PICKLED LEMONS
Recipe: Diana Henry’s Crazy Water Pickled Lemons
Organic unwaxed lemons
Coarse sea salt
Paprika
Extra virgin olive oil
Wash and slice the lemons
Place the lemons in a colander and set over a bowl – sprinkling with salt as you go
Leave overnight to drain off the excess moisture
Layer the lemon slices in a jar – sprinkling paprika as you go
Cover with olive oil
Ready in 3 weeks
PRESERVED LEMONS
Recipe: Diana Henry’s Crazy Water Pickled Lemons
Organic, unwaxed lemons – some for preserving and some for juicing to fill the bottles
Coarse sea salt
Cinnamon sticks
Coriander seeds
Black peppercorns
Bay leaves
Wash the lemons.
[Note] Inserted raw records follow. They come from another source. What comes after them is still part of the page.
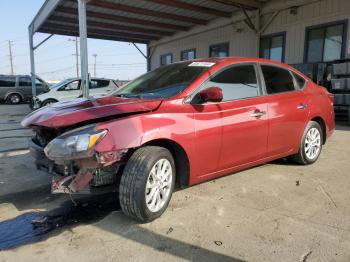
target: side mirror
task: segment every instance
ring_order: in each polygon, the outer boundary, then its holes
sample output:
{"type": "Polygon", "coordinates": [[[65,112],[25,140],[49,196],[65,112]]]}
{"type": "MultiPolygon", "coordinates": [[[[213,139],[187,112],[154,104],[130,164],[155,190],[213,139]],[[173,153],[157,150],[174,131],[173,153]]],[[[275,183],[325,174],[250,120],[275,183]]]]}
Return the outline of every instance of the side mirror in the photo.
{"type": "Polygon", "coordinates": [[[196,100],[200,103],[221,102],[223,99],[222,89],[216,86],[208,87],[201,90],[196,97],[196,100]]]}

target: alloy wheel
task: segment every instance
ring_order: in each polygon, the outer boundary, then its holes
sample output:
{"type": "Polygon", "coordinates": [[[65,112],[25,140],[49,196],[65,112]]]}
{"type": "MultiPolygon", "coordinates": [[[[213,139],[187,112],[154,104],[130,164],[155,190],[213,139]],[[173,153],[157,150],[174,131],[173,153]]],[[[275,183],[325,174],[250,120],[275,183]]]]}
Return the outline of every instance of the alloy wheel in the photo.
{"type": "Polygon", "coordinates": [[[320,131],[313,127],[306,134],[304,151],[306,156],[313,160],[317,158],[321,148],[321,134],[320,131]]]}
{"type": "Polygon", "coordinates": [[[162,158],[152,167],[146,183],[146,205],[151,212],[158,212],[167,203],[173,179],[169,160],[162,158]]]}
Cut the bottom off the lemons so they sit flat and quarter them making sure not to cut right through to the bottom
Hold them in your hand and pour 2 tsp salt into each opening. Squeeze them closed and place them in a sterilized jar
Put a weight on the lemons and close the lid
Leave in a warm place for 2 days
Remove the weights and add the cinnamon sticks, coriander seeds, peppercorns and bay leaves. Add enough lemon juice to cover the lemons completely and pour a layer of olive oil over the top.
Ready in about a month
TO STERILIZE THE JARS
Place the jars and the lids in a 110ᵒC (225ᵒF) oven for 10mins and keep in the oven with the heat turned off until needed so they stay warm.